Re: So You Think You Can Const?

On 07/01/2025 20:32, Julio Di Egidio wrote:

Hi everybody,
 I am back to programming in C after many years:
indeed I have forgotten so many things, including
how much I love this language. :)
 In particular, I am using C90, and compiling with
`gcc ... -ansi -pedantic -Wall -Wextra` (as I have
the requirement to ideally support any device).
 

What devices do not have at least C99 compilers available - and yet /do/ have standard C90 compilers available?  What sort of code are you writing that should ideally run on an AVR Tiny with 2K of flash and 64 bytes of ram, a DSP with 24-bit chars, and a TOP100 supercomputer?  Have you thought about this in more detail?
People who say they want their code to run on anything are invariably wildly exaggerating.  People who say they want to write strictly standards-conforming code, especially C90, so that it will run everywhere, misunderstand the relationship between the C standards and real-world tools.
I would say that the most portable language standard to use would be a subset of C99.  Avoid complex numbers, VLAs, and wide/multibyte characters, and it will be compilable on all but the most obscure compilers.  The use of <stdint.h> types make it far easier to write clear portable code while keeping good efficiency, and many C99 features let you write clearer, safer, and more efficient code.  C90 was probably a good choice for highly portable code 15-20 years ago, but not now. (Your use of "malloc" eliminates far more potential devices for the code than choosing C99 ever could.)
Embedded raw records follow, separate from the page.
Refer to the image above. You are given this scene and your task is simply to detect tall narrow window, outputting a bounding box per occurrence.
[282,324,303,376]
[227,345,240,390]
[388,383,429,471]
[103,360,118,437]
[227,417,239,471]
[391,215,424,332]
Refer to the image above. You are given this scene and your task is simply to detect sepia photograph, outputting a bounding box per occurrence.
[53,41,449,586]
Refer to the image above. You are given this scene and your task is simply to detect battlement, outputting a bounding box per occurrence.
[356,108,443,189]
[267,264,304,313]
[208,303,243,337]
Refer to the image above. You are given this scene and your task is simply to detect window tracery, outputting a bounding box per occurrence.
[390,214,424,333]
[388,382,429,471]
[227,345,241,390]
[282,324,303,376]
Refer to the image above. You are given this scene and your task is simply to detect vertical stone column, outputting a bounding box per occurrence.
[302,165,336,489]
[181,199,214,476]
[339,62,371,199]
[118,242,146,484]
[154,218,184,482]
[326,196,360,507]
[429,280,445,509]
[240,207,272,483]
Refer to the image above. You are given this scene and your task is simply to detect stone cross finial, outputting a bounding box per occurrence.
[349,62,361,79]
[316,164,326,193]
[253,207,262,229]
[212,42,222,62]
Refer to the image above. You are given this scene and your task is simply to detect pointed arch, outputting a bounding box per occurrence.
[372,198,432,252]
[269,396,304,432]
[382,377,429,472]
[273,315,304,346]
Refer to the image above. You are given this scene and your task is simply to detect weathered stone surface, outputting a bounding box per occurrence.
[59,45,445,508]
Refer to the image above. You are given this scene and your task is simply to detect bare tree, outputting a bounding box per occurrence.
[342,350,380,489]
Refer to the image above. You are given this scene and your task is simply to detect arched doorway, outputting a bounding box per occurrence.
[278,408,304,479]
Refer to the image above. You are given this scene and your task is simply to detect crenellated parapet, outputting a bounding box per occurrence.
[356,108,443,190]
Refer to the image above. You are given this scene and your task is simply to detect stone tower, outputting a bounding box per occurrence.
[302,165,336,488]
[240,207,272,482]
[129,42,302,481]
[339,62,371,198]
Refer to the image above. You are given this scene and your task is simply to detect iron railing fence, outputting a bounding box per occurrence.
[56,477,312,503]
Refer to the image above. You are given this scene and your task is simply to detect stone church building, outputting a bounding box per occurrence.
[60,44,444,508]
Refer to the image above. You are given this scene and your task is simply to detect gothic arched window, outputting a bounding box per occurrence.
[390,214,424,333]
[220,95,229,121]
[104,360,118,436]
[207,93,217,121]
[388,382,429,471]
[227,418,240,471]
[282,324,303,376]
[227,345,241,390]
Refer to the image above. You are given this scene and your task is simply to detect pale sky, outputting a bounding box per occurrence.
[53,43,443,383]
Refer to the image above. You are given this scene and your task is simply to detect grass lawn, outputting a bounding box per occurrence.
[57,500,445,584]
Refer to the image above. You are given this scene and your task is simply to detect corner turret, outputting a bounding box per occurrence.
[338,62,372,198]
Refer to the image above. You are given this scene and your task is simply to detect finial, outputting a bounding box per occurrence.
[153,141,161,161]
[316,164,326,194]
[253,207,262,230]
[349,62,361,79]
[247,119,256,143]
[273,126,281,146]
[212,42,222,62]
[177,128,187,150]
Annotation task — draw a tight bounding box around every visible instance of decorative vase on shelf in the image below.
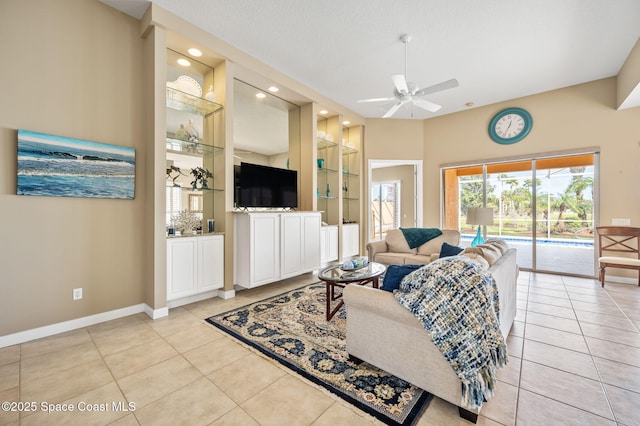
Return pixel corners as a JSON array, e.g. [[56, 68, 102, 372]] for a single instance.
[[204, 84, 218, 102], [184, 119, 200, 142], [176, 124, 187, 141], [471, 225, 484, 247]]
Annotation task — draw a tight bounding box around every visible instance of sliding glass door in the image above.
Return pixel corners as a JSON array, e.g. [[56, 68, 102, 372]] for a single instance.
[[443, 153, 597, 276]]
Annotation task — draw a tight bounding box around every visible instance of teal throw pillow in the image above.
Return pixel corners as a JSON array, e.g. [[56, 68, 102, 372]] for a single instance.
[[380, 264, 424, 291], [440, 243, 464, 258]]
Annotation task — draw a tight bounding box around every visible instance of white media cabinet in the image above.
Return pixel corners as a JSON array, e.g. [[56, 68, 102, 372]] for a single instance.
[[233, 211, 321, 288]]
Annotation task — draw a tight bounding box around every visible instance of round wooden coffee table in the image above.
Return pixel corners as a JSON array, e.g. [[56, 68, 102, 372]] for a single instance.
[[318, 262, 387, 321]]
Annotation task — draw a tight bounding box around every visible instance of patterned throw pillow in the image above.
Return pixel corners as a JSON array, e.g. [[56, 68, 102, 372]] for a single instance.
[[440, 243, 464, 258], [380, 264, 424, 291]]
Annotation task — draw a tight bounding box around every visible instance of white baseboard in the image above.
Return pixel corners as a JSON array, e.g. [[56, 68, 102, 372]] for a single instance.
[[144, 303, 169, 319], [604, 274, 638, 287], [218, 290, 236, 300], [167, 290, 220, 309], [0, 303, 158, 348]]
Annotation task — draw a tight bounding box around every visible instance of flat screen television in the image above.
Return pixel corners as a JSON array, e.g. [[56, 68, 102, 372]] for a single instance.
[[234, 163, 298, 208]]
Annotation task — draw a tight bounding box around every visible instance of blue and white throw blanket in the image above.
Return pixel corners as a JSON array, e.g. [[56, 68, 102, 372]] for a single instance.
[[393, 256, 507, 408]]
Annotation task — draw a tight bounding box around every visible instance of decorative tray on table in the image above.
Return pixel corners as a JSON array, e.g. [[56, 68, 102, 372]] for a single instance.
[[340, 257, 369, 271]]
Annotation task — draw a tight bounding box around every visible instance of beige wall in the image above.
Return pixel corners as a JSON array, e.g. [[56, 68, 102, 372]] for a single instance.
[[0, 0, 145, 336], [418, 78, 640, 226]]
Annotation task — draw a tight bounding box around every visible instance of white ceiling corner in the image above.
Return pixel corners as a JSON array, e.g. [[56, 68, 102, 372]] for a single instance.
[[101, 0, 640, 119]]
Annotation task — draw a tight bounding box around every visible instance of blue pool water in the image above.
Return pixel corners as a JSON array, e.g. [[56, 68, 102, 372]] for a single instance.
[[460, 235, 593, 248]]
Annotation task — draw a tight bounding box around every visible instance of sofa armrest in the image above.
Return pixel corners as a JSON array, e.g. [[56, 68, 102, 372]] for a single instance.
[[342, 284, 426, 332], [367, 240, 389, 262]]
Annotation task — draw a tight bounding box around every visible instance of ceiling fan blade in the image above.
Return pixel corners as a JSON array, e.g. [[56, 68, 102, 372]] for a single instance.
[[356, 97, 397, 104], [382, 100, 407, 118], [391, 74, 409, 93], [413, 99, 442, 112], [415, 78, 458, 96]]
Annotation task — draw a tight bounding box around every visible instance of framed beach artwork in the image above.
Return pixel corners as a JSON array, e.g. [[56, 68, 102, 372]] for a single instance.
[[18, 130, 136, 199]]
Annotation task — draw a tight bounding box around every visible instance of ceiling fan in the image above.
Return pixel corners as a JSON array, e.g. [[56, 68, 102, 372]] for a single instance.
[[357, 34, 458, 118]]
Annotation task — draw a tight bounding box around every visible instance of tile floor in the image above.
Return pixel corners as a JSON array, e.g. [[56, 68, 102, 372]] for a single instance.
[[0, 272, 640, 426]]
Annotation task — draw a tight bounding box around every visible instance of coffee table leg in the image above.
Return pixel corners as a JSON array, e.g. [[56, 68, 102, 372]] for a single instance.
[[325, 282, 333, 321]]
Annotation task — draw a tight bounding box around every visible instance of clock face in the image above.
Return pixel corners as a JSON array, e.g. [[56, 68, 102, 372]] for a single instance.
[[489, 108, 533, 144]]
To the question, I was reading this, but I am not
sure what the quoted passage means:
 Matt Stancliff, "So You Think You Can Const?",
<https://matt.sh/sytycc>
<< Your compiler, at its discretion, may also choose
    to place any const declarations in read-only storage,
    so if you attempt to hack around the const blocks,
    you could get undefined behavior. >>
 I do not understand if just declaring that a pointer
is to constant data may incur in that problem even
if the pointed data was in fact allocated with malloc.
I would say of course not, but I am not sure.
 

You are mixing up declarations and definitions.  It's not surprising - the article you reference is full of mistakes and bad advice.
If you write "const uint32_t hello = 3;", you are /defining/ the object "hello", so it is a const object.  It's value may not be changed in any way during its lifetime - attempting to do so is undefined behaviour, and the compiler will complain if it sees a direct attempt to change it.   If the const object has program lifetime - it is a file-scope variable, or a static variable - the compiler can put it in read-only memory of some sort.  On a microcontroller, that might mean flash memory - on a PC, it might mean a write-protected read-only memory page.  For a local variable, it's much more likely that it will go in a register, on the stack, or be eliminated by optimisation - but if the initialiser is always the same, it could hypothetically also be placed in read-only memory.
Suppose you have :
int v = 123; // Non-const object definition
const int * cp = &v; // Const pointer to non-const data
int * p = (int *) cp; // Cast to non-const pointer
*p = 456; // Change the target data
This is allowed, because the original object definition was not a const definition.
However, with this:
int v = 123; // Const object definition
const int * cp = &v; // Const pointer to const data
int * p = (int *) cp; // Cast to non-const pointer
*p = 456; // Undefined behaviour
You can make the pointer to non-const, but trying to change an object that was /defined/ as const is undefined behaviour (even if it was not placed in read-only memory).
When you use dynamic memory, however, you are not defining an object in the same way.  If you write :
const int * cp = malloc(sizeof(int));
you are defining the object "p" as a pointer to type "const int" - but you are not defining a const int.  You can cast "cp" to "int *" and use that new pointer to change the value.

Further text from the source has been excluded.